Our aim, therefore is to stop gradient descent once the testing errors starts to increase again after being low, as illustrated in the figure above. It's highly likely that the training and testing errors are the lowest at this point. This is known as early stopping.

## Regularization

A prediction function with a large coeffient (e.g. $ 10x_1 + 10x_2 $) results in a predition with better error rates than a prediction with a small coefficient (e.g. $x_1 + x_2 $). However, such predictions tend to over fit.

We can avoid such issues be applying the $\lambda$ parameter which would punish models with higher coeffients (that overfit). When the lamba is high, the cost of penalty is high and vise versa.

*L1 Regularization*

Add $ \lambda (|w_1| + |w_2| + ..... + |w_n|) $ to the error function.

L1 regularizatio tends to result in sparse vectors (E.g. 1, 0, 0, 1, 0, ...) as lower weights tends to go to zero. This is good for feature selection among large number of features, wherein features that are unimportant will zero out.

*L2 Regularization* 

Add $ \lambda (w_1^2 + w_2^2 + .... + w_n^2) $ to the error function.

L2 regularization tends not to prefer sparse vectors and preserves the homogeneus nature of small weights (E.g. 0.5, 0.3, -2.0, 0.4, 0.1). L2 regularization tends to do better model training compared to L1.

## Dropout

Some nodes might end up dominating the training owing to their higher weights. To counter this, we can randomly turn off certain nodes during each epoh. This is done by assigning a probablity to a node that it will be dropped.

## Random Restart

With gradient descent we might end up with a local minima as the final solution. To avoid this, we can perform gradient descent from random locations, which would help us arrive at a global minima or better local minima.

## Different activation functions

A hyperbolic tangent function or a Rectified Linear Unit (ReLU) function can be used as the activation function instead of a sigmoid function. A sigmoid function returns the deriviative as zero as it moves closer to the edges of the sigmoid. This causes the vanishing gradient problem, i.e. the gradient gets closer and closer to zero after many epochs.

## Batch gradient descent vs. Stochastic gradient descent

Batch gradient descent takes a significant amount of time to complete as the amount of data increases. Matrix computations over the entire data set are both memory and time intesive.

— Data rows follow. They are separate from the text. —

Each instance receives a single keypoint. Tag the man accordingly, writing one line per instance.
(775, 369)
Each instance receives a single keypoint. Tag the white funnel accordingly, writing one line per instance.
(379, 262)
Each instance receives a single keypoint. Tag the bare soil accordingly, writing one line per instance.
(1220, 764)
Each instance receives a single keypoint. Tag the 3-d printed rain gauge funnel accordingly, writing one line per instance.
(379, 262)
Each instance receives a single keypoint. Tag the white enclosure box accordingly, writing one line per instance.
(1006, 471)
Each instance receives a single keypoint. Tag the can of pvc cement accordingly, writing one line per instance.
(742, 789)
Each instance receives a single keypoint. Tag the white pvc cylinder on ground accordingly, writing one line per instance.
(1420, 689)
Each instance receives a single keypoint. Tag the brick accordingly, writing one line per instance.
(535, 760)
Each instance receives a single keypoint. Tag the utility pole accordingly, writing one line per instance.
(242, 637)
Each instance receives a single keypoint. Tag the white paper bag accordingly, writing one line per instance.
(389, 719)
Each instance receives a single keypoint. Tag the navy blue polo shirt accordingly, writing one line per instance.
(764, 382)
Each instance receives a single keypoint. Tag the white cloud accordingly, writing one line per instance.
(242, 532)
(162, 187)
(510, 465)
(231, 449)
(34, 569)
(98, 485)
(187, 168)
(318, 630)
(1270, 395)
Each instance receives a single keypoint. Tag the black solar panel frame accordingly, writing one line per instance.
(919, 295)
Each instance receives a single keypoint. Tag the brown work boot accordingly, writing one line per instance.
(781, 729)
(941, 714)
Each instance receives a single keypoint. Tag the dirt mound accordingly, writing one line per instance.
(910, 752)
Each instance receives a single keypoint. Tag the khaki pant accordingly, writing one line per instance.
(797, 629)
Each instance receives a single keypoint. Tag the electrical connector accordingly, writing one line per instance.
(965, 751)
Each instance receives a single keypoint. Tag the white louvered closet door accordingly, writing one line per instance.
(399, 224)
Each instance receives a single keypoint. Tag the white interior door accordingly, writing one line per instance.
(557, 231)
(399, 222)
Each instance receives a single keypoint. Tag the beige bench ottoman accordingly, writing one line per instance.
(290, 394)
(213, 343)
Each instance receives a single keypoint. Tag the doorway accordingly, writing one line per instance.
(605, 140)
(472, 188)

In stochastic gradient descent, the total batch is divided in to several samples. One of the samples is used to train the neural network, perform back propagaion and it's weights are adjusted. Then the second sample is used to train the model, and so on till all the samples are done.

## Momentum

Another technique to overcome local minimums is to use a momentum parameter $ \beta $, which is a constant between zero and one, and attaches itself to the steps. This helps us to go over small local minimums and has good chance to arrive at a global minimum.